The bill builds on existing law meant to protect children from abuse and domestic violence, and although Yarborough’s office told Insider that it wouldn’t affect the parental rights of a parent who is transitioning, Alejandra Caraballo, clinical instructor at Harvard Law School’s Cyberlaw Clinic, told the outlet that the law is broad enough to apply to them. 

“There’s a possibility this could even be read that even if it’s a parent who is transitioning, the law could apply,” Caraballo said. “Especially with the way that they view this as a ‘social contagion’ and they may try to say that the sibling transitioning would be a risk to the other child. I could easily see them making an argument there.”

Local LGBTQ2S+ advocacy group Equality Florida went further, telling Xtra that the bill represented “a gross, dangerous assault on parental rights.”

“Republican leadership has proposed voiding custody determinations from other states and upending families in service to [Gov. Ron] DeSantis’s right-wing agenda,” Brandon Wolf, press secretary with Equality Florida, wrote in an email. “Parents have the right to make healthcare decisions for their children. That includes healthcare supported by every major medical organization in the country.”

This bill is just one of many anti-trans actions that the Florida government has recently enacted. On the same day that this bill was proposed, state representatives Randy Fine and Ralph Massullo proposed a different bill that would bar doctors from providing children with gender-affirming care and severely curtail access to it for trans adults. Last month, Gov. DeSantis requested that state universities give his office the number of students who sought gender-affirming healthcare along with their ages, though the exact reason for his requesting the information wasn’t clear. Florida is also the site of the infamous “Don’t Say Gay” law, which was enacted last year and severely limits LGBTQ2S+-inclusive education, and has inspired a host of copycat bills around the U.S.

 

The actions in Florida are just a few in a rash of recent anti-trans bills. Alabama, Arizona, Arkansas, Florida, Mississippi, Tennessee, South Dakota and Utah have banned gender-affirming for minors care altogether; in 23 states, local governments have introduced or are considering bans on gender-affirming healthcare for minors. South Dakota last month enacted one such law that would force trans youth to detransition.

These anti-trans laws can be devastating for trans children and their parents. In Texas, where last year Gov. Greg Abbott ordered the state to investigate the parents of trans children for child abuse, families reported needing to leave the state to get proper healthcare for their children. And getting this healthcare is crucial to improving the mental health of trans children, who face high rates of anxiety, depression and suicidal ideation—in some cases, due to the bills themselves.

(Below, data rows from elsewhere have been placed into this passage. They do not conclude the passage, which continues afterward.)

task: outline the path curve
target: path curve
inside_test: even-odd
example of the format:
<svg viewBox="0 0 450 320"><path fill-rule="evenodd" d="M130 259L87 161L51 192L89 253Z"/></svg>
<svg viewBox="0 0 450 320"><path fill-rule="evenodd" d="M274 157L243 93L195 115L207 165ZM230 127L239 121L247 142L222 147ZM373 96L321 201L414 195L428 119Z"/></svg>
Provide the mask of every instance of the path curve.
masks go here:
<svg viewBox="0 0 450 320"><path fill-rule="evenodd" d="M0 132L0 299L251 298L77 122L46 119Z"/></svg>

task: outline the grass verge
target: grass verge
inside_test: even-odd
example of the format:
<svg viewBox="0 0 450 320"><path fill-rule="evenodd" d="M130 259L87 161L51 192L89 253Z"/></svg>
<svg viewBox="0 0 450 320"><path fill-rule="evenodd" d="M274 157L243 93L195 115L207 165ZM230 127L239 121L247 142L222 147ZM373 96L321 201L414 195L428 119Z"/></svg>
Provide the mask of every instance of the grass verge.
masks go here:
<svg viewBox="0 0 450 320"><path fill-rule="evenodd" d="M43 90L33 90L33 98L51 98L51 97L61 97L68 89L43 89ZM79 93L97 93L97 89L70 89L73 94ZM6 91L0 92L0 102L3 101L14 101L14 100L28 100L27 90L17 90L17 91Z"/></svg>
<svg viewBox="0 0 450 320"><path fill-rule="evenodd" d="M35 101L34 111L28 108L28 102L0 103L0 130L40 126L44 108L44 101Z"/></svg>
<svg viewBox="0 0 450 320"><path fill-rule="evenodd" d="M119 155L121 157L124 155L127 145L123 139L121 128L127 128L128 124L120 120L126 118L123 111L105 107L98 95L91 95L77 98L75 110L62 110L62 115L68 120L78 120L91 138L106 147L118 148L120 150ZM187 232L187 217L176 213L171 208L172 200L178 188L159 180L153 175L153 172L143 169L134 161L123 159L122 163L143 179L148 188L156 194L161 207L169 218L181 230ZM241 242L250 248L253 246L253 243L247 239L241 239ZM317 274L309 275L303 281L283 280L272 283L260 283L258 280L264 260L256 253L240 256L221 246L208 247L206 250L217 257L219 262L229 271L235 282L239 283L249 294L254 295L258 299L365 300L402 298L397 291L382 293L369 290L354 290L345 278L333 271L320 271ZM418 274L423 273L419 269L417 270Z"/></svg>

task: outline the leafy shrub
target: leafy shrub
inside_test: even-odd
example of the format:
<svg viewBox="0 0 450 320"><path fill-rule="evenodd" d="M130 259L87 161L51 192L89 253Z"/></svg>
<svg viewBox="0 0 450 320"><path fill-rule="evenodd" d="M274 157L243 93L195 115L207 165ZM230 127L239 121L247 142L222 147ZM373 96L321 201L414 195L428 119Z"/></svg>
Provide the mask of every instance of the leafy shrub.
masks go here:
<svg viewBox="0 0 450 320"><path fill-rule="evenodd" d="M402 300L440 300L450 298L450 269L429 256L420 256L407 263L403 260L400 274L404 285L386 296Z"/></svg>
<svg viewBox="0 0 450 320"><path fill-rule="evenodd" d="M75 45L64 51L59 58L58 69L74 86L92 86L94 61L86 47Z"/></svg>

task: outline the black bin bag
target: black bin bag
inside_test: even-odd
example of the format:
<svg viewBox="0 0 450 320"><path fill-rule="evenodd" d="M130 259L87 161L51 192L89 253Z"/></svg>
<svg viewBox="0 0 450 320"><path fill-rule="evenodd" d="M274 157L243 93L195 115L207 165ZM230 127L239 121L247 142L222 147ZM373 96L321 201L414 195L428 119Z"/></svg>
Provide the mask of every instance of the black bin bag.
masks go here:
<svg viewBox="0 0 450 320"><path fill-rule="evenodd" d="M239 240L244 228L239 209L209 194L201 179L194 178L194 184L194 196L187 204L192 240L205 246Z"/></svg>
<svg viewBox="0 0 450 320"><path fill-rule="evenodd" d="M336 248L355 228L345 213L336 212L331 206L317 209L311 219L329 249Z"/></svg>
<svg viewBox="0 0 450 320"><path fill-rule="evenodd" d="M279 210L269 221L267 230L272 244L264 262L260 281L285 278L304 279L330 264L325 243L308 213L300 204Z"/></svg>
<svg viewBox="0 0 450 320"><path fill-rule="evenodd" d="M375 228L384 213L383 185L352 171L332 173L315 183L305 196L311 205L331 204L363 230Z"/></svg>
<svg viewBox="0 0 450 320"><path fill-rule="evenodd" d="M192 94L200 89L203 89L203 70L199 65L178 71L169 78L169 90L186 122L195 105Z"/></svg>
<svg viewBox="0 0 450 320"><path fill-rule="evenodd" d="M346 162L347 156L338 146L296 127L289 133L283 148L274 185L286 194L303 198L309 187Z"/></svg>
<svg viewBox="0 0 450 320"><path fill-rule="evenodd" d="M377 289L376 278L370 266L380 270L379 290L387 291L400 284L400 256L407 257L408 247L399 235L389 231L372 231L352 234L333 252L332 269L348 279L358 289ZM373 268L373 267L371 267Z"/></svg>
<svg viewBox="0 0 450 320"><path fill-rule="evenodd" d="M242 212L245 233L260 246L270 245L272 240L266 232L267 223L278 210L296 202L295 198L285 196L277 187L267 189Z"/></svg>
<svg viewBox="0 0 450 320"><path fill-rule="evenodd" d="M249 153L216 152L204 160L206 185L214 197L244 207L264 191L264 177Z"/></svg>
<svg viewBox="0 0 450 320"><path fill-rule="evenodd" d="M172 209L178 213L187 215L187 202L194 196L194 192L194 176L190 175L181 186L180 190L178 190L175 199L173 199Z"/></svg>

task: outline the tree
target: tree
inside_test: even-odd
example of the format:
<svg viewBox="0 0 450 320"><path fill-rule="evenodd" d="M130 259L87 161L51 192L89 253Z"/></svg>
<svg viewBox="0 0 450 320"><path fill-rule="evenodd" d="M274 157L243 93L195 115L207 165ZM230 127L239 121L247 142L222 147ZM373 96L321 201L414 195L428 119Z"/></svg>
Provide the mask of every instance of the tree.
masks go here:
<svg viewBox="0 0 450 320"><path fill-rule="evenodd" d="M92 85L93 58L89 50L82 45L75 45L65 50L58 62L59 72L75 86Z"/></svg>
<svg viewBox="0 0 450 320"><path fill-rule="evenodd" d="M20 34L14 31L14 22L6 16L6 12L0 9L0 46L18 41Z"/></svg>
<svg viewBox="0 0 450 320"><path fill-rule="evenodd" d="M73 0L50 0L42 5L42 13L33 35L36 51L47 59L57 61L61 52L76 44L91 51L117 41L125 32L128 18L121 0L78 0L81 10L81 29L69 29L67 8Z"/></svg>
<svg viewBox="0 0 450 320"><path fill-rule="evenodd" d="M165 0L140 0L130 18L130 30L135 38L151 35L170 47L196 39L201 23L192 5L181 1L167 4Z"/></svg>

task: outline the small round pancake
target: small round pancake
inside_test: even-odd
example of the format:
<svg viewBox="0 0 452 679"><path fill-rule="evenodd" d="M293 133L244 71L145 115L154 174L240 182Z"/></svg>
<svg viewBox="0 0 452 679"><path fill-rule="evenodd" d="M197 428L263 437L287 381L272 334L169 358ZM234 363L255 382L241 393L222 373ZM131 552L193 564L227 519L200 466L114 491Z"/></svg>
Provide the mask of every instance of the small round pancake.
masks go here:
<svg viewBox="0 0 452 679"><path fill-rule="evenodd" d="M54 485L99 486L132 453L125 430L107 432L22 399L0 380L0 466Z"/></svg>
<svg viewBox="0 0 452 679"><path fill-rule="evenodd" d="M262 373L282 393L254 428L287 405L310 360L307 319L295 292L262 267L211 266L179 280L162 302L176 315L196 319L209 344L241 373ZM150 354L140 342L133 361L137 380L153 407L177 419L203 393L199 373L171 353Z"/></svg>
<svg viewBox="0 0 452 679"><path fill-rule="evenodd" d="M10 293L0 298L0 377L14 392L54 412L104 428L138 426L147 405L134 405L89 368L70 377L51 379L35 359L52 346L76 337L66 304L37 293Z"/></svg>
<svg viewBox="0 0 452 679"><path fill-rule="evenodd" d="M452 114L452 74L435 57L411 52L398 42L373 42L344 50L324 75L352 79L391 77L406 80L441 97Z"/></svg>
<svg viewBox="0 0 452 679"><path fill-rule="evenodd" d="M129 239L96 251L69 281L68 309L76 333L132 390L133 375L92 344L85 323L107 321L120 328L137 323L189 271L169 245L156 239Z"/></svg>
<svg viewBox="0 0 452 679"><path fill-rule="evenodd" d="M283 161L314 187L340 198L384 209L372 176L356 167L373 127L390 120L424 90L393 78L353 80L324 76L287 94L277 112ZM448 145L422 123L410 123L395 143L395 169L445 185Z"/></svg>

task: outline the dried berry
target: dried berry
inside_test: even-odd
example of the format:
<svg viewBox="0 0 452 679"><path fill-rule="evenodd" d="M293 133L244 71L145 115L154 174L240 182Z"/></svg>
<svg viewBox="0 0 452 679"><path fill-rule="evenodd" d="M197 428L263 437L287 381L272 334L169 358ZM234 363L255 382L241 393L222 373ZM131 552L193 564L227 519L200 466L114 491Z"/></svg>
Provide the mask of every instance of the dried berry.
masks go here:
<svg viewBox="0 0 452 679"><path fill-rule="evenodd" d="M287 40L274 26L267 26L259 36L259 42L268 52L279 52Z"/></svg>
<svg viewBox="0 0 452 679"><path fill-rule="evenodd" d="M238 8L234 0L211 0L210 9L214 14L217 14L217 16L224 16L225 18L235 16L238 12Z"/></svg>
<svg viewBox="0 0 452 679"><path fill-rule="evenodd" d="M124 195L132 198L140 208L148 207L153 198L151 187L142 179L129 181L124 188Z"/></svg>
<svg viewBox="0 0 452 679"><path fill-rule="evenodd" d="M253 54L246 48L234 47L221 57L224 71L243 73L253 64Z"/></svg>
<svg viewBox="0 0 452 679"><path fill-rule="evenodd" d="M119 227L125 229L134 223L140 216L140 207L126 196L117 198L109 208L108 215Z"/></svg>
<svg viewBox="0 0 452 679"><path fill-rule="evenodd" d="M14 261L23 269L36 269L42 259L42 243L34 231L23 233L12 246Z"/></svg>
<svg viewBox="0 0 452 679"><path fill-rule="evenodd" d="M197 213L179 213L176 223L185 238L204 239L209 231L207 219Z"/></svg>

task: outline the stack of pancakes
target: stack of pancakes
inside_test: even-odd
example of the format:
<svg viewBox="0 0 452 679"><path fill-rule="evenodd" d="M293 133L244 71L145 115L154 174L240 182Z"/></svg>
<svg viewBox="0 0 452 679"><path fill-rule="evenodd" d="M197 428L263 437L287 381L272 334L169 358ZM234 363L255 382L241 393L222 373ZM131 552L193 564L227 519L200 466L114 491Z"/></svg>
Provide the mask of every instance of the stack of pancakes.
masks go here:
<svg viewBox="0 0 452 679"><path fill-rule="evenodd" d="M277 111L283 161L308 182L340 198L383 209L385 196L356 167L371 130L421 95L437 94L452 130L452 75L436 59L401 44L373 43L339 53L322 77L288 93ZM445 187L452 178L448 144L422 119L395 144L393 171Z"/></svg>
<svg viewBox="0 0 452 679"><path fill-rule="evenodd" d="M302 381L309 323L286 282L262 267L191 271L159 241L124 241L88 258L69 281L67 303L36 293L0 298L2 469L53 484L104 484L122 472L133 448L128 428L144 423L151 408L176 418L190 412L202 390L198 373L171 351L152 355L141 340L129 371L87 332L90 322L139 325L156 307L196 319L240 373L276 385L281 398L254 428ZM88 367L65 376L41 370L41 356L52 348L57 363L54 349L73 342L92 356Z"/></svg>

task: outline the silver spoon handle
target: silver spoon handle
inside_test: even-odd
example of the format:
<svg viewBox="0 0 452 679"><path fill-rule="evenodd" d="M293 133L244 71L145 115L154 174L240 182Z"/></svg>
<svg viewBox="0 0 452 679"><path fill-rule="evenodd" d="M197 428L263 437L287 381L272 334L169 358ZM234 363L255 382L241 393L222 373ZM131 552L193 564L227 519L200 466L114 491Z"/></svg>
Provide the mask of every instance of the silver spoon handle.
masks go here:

“This bill is about extremist politics, not the well-being of young people,” Wolf said of the Florida bill. “A parent could lose custody of their child. Some may face felony prosecution for accessing life-saving care. Healthcare providers would be criminalized for providing best-practice medicine. Senator Yarborough should be ashamed, and everyone should be raising alarms about this outrageous, authoritarian precedent.”

Jackie Richardson is a freelance writer based in Western New York. She has worked at The Los Angeles Review of Books, The Daily Hampshire Gazette, and The Sophian.